Having spent a full Saturday driving along three quarters of the Overlord front (Utah on the Contetin Penninsula being a little too far when we were hungry and I, as non-driver, had my sights set on assaulting a beer in the nearby town of Bayeaux!) we headed back to our hotel to consider which sites relevant to the 59th we were going to head for in the morning.
As our hotel was located in the north of Caen it was logical that we should initially head into the area where Operation Charnwood played out.
A few days before leaving for Normandy, as a result of contacting the Staffordshire Regimental Museum, I had been sent a chapter of ‘Your men in battle; the story of the South Staffordshire Regiment- 1939-45’ that documented the actions of the Regiment throughout the Normandy campaign. Armed with this detailed account we aimed to locate the chateaux of St.
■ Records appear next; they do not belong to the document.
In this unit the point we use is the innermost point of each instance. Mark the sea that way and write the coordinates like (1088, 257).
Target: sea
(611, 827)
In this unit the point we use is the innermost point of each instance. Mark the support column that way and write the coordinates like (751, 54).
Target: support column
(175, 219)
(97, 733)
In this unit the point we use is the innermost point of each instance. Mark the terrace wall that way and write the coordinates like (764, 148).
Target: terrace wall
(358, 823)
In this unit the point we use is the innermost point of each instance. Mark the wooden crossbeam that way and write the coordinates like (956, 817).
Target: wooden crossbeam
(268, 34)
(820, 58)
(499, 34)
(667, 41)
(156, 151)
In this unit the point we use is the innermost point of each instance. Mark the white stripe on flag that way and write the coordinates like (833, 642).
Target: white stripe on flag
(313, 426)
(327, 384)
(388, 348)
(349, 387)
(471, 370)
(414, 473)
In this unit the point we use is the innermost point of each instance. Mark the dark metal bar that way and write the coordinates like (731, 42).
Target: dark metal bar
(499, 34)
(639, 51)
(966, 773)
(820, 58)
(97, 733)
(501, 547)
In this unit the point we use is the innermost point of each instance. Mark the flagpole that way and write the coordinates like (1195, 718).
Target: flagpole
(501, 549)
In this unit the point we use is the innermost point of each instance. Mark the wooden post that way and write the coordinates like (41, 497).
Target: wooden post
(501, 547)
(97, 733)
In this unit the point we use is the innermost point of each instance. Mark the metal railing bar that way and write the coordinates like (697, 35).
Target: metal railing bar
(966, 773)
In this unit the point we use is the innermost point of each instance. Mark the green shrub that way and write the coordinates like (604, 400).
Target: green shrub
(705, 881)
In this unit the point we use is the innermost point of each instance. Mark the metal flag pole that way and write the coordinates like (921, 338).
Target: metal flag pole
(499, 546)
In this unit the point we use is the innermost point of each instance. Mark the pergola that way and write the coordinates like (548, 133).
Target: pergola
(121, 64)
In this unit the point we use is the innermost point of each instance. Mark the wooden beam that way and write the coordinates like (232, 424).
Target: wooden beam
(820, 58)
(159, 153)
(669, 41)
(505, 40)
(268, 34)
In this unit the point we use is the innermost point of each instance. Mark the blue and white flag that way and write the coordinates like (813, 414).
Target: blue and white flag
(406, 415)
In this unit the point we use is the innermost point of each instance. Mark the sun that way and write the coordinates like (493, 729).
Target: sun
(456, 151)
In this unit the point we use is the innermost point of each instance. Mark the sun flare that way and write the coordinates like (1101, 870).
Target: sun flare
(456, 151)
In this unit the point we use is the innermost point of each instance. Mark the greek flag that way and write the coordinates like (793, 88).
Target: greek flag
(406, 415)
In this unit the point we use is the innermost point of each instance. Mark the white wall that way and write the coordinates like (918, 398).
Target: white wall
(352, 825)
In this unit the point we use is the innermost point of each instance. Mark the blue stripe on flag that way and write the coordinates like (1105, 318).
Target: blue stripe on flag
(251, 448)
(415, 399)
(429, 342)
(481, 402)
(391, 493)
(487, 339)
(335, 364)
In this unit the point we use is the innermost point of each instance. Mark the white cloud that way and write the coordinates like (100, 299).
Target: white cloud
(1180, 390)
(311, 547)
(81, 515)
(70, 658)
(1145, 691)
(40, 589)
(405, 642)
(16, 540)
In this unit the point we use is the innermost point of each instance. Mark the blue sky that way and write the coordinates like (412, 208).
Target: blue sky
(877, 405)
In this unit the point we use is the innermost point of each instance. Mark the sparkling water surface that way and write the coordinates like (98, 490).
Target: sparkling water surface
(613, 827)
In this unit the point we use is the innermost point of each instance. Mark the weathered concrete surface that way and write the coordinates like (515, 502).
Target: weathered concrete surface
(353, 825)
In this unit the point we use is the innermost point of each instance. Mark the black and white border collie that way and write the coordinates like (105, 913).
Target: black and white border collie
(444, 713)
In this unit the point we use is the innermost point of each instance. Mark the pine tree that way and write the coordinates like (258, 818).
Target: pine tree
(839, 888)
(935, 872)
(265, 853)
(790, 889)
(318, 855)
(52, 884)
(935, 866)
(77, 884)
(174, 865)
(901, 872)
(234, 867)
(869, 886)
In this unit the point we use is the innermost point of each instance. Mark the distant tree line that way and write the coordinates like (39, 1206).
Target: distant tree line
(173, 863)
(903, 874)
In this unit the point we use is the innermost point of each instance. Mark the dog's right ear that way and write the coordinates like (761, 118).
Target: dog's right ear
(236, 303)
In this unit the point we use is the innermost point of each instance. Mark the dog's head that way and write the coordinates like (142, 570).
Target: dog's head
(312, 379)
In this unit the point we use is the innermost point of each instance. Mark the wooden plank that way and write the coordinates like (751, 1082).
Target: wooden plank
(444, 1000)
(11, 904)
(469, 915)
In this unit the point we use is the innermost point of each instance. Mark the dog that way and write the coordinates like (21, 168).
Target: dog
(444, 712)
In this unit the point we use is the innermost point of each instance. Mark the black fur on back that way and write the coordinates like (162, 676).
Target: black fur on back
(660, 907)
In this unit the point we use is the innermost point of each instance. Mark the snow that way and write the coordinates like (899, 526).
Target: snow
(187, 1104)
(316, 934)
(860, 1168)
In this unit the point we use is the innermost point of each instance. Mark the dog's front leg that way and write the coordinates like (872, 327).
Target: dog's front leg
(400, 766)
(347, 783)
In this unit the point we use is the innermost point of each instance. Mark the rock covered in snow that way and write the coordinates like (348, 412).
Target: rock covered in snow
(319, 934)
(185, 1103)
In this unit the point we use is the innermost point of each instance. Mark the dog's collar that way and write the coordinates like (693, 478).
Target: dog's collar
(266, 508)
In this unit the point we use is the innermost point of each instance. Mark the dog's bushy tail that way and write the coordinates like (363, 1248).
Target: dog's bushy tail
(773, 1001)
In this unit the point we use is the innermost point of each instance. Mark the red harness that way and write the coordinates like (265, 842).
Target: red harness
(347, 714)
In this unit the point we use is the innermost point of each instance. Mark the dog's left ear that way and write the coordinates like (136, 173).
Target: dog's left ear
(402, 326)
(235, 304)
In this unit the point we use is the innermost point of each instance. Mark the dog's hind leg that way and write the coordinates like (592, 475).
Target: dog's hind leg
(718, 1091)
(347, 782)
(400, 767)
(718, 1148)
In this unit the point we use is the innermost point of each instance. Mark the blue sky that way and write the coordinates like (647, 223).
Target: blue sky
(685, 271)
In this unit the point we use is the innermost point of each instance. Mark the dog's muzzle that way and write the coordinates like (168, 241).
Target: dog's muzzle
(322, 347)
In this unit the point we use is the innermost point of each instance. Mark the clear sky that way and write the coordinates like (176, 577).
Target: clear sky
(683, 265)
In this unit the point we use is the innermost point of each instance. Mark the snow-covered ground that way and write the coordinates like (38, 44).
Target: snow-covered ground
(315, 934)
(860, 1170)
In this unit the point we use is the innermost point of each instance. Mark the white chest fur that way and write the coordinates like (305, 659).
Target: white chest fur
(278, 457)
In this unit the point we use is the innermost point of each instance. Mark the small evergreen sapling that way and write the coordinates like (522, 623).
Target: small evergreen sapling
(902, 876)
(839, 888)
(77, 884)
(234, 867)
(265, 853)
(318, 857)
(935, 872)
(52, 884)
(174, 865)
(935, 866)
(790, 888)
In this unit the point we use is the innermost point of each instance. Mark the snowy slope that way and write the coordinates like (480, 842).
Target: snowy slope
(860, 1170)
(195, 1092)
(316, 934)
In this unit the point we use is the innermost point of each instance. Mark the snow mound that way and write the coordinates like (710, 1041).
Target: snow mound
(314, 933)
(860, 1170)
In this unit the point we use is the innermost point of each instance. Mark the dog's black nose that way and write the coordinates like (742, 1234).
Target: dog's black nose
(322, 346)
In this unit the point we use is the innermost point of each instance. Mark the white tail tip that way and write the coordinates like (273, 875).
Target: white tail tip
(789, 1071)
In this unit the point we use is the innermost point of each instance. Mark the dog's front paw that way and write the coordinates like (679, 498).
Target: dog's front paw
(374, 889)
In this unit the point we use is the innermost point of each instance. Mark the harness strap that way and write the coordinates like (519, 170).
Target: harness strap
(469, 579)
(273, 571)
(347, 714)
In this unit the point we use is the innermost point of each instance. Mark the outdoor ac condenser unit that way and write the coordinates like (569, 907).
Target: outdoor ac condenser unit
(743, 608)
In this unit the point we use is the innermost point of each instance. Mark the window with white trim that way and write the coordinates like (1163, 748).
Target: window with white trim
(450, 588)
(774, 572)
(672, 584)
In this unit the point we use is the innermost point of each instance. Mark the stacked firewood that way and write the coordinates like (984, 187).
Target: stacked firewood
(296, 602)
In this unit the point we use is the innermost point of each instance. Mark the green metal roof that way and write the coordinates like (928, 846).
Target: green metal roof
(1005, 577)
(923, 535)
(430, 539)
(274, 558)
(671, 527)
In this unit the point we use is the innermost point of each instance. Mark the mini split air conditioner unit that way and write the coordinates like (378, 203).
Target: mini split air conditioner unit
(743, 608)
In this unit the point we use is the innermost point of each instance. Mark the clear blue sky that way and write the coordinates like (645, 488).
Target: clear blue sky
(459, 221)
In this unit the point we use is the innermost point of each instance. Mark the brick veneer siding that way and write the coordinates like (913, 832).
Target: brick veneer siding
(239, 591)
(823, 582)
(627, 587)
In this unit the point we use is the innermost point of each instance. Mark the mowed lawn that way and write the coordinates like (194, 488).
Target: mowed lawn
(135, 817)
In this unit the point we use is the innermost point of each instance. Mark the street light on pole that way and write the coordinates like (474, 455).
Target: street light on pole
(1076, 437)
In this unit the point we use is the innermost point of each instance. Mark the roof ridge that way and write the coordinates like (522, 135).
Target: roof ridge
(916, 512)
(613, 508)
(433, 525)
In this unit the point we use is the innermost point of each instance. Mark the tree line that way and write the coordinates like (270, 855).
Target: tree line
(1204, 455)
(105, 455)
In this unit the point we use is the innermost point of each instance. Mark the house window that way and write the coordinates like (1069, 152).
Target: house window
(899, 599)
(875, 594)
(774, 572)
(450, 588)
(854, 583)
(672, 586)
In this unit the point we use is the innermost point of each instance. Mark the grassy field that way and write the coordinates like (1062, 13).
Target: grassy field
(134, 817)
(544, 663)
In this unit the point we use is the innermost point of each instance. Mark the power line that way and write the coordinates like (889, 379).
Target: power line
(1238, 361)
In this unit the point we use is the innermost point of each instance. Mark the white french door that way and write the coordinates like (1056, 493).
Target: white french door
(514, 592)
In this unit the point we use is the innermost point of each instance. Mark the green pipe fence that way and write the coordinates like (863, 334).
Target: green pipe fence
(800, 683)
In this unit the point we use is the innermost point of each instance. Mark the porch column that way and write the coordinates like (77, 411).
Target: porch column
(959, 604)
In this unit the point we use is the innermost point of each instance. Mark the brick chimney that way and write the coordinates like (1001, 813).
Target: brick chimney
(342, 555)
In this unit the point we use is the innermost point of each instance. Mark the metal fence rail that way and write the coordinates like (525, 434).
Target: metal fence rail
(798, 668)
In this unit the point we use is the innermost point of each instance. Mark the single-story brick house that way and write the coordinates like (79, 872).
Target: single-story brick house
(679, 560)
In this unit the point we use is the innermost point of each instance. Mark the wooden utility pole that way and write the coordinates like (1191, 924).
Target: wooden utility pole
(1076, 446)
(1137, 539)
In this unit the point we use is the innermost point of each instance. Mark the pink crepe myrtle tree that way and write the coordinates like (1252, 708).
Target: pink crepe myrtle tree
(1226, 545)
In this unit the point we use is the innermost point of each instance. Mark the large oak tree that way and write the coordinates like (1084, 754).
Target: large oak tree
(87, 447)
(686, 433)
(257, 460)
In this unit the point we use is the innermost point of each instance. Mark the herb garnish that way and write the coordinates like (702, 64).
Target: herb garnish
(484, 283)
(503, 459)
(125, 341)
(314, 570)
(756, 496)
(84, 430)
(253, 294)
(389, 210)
Contest which had been the scene of such fierce fighting on the night of the 8th July.
Even equipped as we were with a detailed road map of the area, the unique nature of French road signs and their tendency to present the information that they are intended to convey against the direction of travel meant that we took considerably longer than anticipated to locate St. Contest and its church spire.
Parking up in front of the church, we left the vehicle to cross the road to the location of the 59th (Staffordshire) Division.
** Not long after this visit the confusion about the Chateau objective of the 59th was resolved. Whilst as already stated the Grand Farmhouse located in St. Contest was indeed fought over, it was the Chateau in Galmanche, a couple of kilometers away that was the focus of the SS defence.
Later I was able to find an old postcard of the building prior to the fighting.
However, a small memorial honours the fallen of the 59th close to the site of the former Chateau.